This library provides a TorchScrip compatible padding transpose operator to the padding operator in Pytorch. This means the padding operator fulfills the following scalar product
and can also be exported into a binary TorchScript file, that can be directly loaded into a C++ Application.
This operator is important to build transpose convolutions with correct paddings, in the sense of a hermitian adjoint
Structure:
- pad2d_op: (module folder to be installed via pip)
- __init__.py (module header)
- functions.py (python frontend that loads the compiled C++ operator)
- build:
- * (various build artifacts from setup.py will be created here)
- tests:
- test_pad2d.py (real test cases to test the operator)
- mini_demo.py (a few usage exampels)
- test_cpp_application:
- build (an empty folder for the build artifacts)

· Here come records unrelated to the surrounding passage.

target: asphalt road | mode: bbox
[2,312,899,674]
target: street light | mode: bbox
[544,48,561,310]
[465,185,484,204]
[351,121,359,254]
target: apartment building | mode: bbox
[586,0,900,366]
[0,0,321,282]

- CMakeLists.txt (CMake build instructions)
- example_app.cpp (An example app that uses our custom operator)
This operator was built and tested with Pytorch 1.7 & 1.8 comming via Anaconda. It is therefore recommended to have an anaconda environment with at least the following requirenments
- pytorch=1.7.1 (1.8 for windows)
- torchvision
- python=3.7
- cudatoolkit=10.2
- numpy
- pip (! important since we install via pip!)

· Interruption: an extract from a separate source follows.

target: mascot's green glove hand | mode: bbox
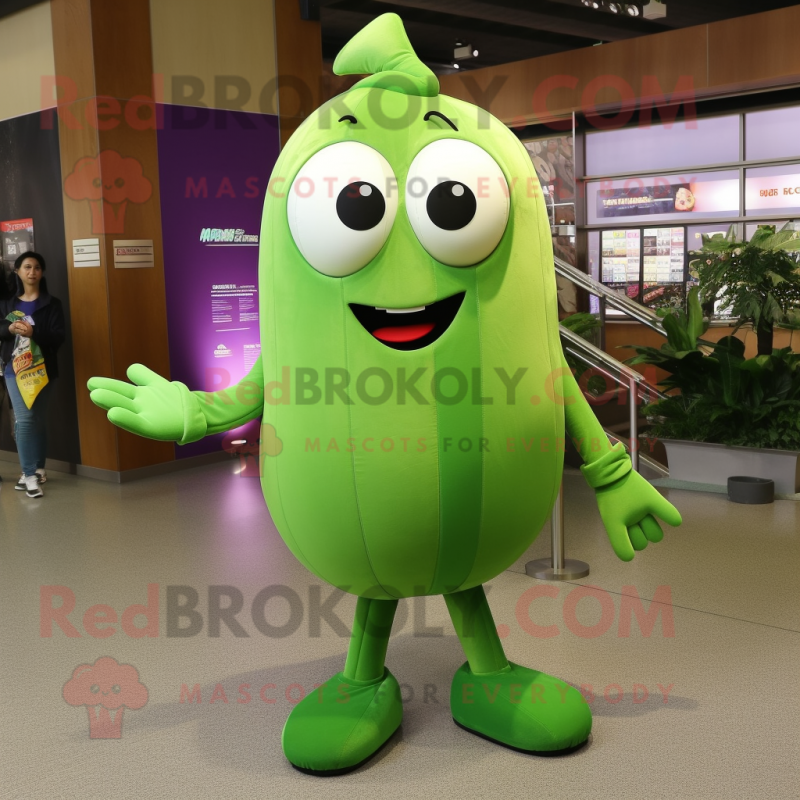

- parameterized (used for unittests)
- ipyhton (recommended)
conda create -n torch_op_demo pytorch=1.7.1 torchvision python=3.7 cudatoolkit=10.1 pip numpy ipython parameterized -c pytorch
Verify the installation by checking if the paths truly match your newly created environment. Otherwise open a new shell and retry before continuing!
conda activate torch_op_demo
which python
which pip
All following examples assume you run in that environment!
# if not already activated (torch_op_demo)
# conda activate torch_op_demo
# Use Multiple processors:
# export MAX_JOBS=8
# Clean older artifacts:
python setup.py clean --all
# Build and install the operator
python setup.py install
This will install the operator via pip
# if not already activated (torch_op_demo)
# conda activate torch_op_demo
# Create build directory
mkdir build
cd build
# Build project/make files
cmake -DCMAKE_PREFIX_PATH=<path/to/torch> ..
Depending on the operation system and the tool chain you use this will create
the necessary project/make files. On Linux you can than build and install the
operator using make
. On Windows you can open the Visual Studio project
and build the INSTALL target. After this all the library and include files
will be copied into the install
folder and pip is automatically used to install
the operator into your current python environment.
The operator cannot be imported from the root of this git repo. Please change the folder for using it or running tests
cd tests
python -m unittest
see for example tests/demo_pad2d.py
import torch
from pad2d_op import pad2d,pad2dT
from pad2d_op import Pad2d,Pad2dT
inp = torch.arange(25).reshape(5,5).cuda().float()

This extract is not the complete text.